We do have to still acknowledge that these past few months have been difficult and mourn our Israeli brethren and offer prayers of healing for the parents and relatives of hostages and those tragically killed.  Yet, in the face of that, our community here in Harrisburg continues to unite - even though we may not be in total agreement on a number of issues.  But it should surprise no one that this is what Israeli society is doing as well.  This is who we are.  This is what we do.

I know I still don’t have the answers, but I do know that the responsibility of dealing with the problems lies at the feet of the boards and professionals of our communal organizations.  I do know that the best chance we have to defeat myths and stereotypes about the Jewish community is to invite the non-Jewish world into ours and show them how similar we are to them.  Some say it is not our responsibility to do this and that we shouldn’t have to.  I think that being only 2% of the population in America does make it incumbent upon us to tell our stories to all those who will listen and engage with all those who would be our friend.  We are SO not on people’s minds every day – and so we do have an obligation to be our best selves when we are.  To be empathetic, but also committed to who we are and what we believe.

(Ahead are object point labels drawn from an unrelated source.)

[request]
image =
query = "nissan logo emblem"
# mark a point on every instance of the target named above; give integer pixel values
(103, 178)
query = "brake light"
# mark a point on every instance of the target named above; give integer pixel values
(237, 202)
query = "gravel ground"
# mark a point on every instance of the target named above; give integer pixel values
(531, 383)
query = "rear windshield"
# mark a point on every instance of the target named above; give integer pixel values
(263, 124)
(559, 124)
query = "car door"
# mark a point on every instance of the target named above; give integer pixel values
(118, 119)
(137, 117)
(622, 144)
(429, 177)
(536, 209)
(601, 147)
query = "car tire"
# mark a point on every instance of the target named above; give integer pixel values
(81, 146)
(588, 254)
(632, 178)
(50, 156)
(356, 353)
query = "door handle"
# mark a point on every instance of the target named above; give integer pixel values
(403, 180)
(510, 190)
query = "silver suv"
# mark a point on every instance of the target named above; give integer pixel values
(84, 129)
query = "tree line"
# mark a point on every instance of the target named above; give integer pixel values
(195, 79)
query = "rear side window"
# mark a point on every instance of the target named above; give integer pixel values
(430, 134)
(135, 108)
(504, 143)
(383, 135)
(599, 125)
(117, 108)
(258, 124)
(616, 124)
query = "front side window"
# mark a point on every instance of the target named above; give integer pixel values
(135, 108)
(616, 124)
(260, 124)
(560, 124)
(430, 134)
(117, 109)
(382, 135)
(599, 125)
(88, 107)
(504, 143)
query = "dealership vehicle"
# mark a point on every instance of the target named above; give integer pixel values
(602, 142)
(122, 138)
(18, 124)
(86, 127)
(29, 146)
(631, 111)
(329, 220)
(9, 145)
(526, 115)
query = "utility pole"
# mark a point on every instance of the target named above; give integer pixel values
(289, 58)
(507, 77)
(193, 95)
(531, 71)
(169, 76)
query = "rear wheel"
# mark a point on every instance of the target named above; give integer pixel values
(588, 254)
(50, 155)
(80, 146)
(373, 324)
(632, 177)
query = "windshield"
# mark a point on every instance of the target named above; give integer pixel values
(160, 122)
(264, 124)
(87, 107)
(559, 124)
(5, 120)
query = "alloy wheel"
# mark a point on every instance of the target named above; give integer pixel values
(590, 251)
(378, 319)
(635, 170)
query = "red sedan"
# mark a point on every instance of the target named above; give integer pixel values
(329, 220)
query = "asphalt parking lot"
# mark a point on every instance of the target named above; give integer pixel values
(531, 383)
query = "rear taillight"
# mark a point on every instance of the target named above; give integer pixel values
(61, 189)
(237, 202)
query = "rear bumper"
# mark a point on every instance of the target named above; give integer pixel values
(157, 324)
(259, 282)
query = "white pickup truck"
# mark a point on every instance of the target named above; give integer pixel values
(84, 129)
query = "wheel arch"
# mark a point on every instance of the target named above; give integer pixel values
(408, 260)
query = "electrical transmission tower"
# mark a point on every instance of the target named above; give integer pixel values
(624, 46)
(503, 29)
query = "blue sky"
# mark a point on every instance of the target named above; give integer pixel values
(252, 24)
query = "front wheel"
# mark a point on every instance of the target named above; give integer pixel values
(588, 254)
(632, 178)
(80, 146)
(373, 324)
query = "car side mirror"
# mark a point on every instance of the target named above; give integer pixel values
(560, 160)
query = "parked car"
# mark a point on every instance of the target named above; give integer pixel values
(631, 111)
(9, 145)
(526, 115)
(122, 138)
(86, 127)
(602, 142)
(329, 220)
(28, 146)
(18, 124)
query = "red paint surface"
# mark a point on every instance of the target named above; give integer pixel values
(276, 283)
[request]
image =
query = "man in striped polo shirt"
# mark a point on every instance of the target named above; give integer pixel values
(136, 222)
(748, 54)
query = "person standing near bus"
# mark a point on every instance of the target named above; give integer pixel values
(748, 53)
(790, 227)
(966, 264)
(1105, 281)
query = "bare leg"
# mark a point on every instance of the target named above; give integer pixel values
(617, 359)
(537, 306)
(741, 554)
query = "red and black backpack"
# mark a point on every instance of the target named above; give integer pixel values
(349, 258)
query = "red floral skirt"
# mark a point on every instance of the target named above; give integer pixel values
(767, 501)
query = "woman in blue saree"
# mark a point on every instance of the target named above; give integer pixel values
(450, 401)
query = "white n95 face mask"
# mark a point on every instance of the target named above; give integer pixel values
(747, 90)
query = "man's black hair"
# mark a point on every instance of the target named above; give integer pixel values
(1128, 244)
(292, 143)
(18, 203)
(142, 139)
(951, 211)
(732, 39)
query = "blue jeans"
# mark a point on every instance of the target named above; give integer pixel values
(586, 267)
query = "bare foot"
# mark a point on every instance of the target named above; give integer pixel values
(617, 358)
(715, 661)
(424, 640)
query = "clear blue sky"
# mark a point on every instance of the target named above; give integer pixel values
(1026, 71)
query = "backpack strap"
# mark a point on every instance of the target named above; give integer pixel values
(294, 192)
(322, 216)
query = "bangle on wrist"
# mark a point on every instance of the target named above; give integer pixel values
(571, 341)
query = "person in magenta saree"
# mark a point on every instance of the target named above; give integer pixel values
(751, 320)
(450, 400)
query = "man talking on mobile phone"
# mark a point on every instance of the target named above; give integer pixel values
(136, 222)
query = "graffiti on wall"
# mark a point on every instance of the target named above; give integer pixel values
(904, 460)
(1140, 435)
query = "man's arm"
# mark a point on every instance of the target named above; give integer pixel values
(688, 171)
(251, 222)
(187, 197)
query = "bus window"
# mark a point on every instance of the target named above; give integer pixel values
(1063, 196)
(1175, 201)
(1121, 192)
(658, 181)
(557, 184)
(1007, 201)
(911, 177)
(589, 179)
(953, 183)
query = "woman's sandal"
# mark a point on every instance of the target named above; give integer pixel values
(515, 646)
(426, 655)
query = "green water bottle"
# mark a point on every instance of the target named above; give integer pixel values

For the half-million people who we can help become more informed about who we are and what we care about – we have an incredible opportunity to shape the future of our shared society – even if at present it feels on edge and tenuous.  I can imagine many Jewish communities felt similarly before their societies teetered on collapse and hate and demagoguery took over.  Now is the moment to help our society change course – and now is the time to help us meet that moment strategically, stridently, and with humility.